Yes, smoke detectors, CO detectors and other outlets included.

That brings up a question. I’d like to get your opinion Robert.

The blank-face, GFCI protection in the master bedroom closet, provided for the spa-tub (we discussed this breifly in another thread) - Do we consider this an “outlet” located in a “dwelling unit bedroom,” which would also require AFCI protection?



Good question. Here’s the Article 100 NEC definition of an outlet:

And the definition of utilization equipment:

IMO that GFCI device will use electric energy so it is by definition utilization equipment. It is also at a point in the wiring system where it will take current to perform it’s function.

But if you had a simple single pole switch switch it wouldn’t meet the definition of an outlet.

I don’t see how it is utilization equipment because the device does not do any work

How ever the load it is monitoring is utilization equipment so the AFCI requirement would apply anyway.

Just my thoughts guys.

I would not consider a blank face GFI to be an outlet. I would consider this the same as a switch as no electric is being drawn out like it would for a receptacle or lighting outlet.

But doesn’t this device require the use of electricity to actually work? Surely the circuitry within the device uses a small amount of current to perform it’s function.

Using that interpretation a GFI breaker would be an outlet. I do not think this is what is meant. I do not see this as meeting the definition of “outlet”. You are not taking current to supply utilization equipment. The micro-ampere that is being used would not meet the intent IMO.

This came up on a recent inspection. The AHJ had already made the determination that the blank-face DID require AFCI protection and the electrician was arguing that it did NOT.

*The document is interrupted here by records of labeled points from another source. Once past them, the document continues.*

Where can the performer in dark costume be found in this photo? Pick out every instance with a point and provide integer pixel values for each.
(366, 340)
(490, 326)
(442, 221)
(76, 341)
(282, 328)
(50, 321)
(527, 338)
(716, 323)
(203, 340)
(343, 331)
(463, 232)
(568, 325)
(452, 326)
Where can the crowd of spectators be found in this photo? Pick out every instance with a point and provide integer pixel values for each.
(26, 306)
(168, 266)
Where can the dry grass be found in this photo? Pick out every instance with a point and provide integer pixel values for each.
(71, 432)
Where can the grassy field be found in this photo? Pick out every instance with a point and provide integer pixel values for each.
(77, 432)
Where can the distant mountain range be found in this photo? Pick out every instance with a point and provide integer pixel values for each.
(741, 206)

My initial thought was that the electrician is correct as this is not “technically” an outlet.

In the end, the AHJ required AFCI protection for that circuit, but I’m still not sure I agree with his interpretation.

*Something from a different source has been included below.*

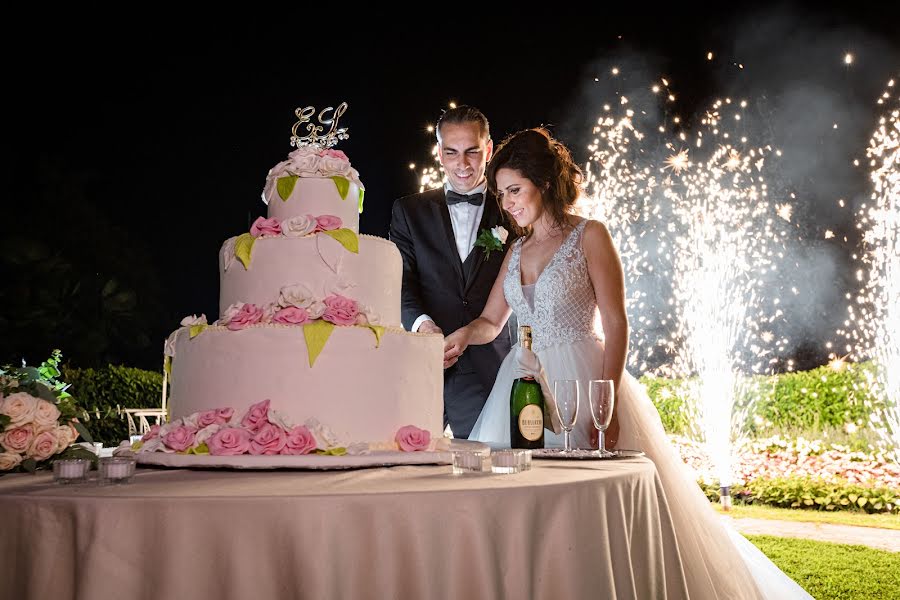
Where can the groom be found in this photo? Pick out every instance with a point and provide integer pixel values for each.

You might be right, but you cannot deny that the GFCI device uses current (outlet definition) and therefore also fits the definition of utilization equipment. IMO having met both of those criterion the GFCI device would require AFCI protection if within a bedroom, but as with a lot of this stuff we’re simply splitting hairs. :mrgreen:

Jeffery asked the question as to my opinion on the topic, I understand that others may not see it my way which is OK too. :cool: I’m just forming my opinion after extrapolating information from the Article 100 definitions.

Now from a practical standpoint, if I have a wall that separates the bathroom from the bedroom and the device faces into the bathroom it would not require AFCI protection. Turn the box around and put it in the same wall in the bedroom and we’re back to this discussion as to whether or not AFCI protection is required. Kind makes the entire argument kind of silly.

Very similar to when bedroom closet lighting did not require AFCI as it was not in the bedroom, but the closet. Even tho the closet was in the bedroom. This was changed in the next cycle to include the closet lighting.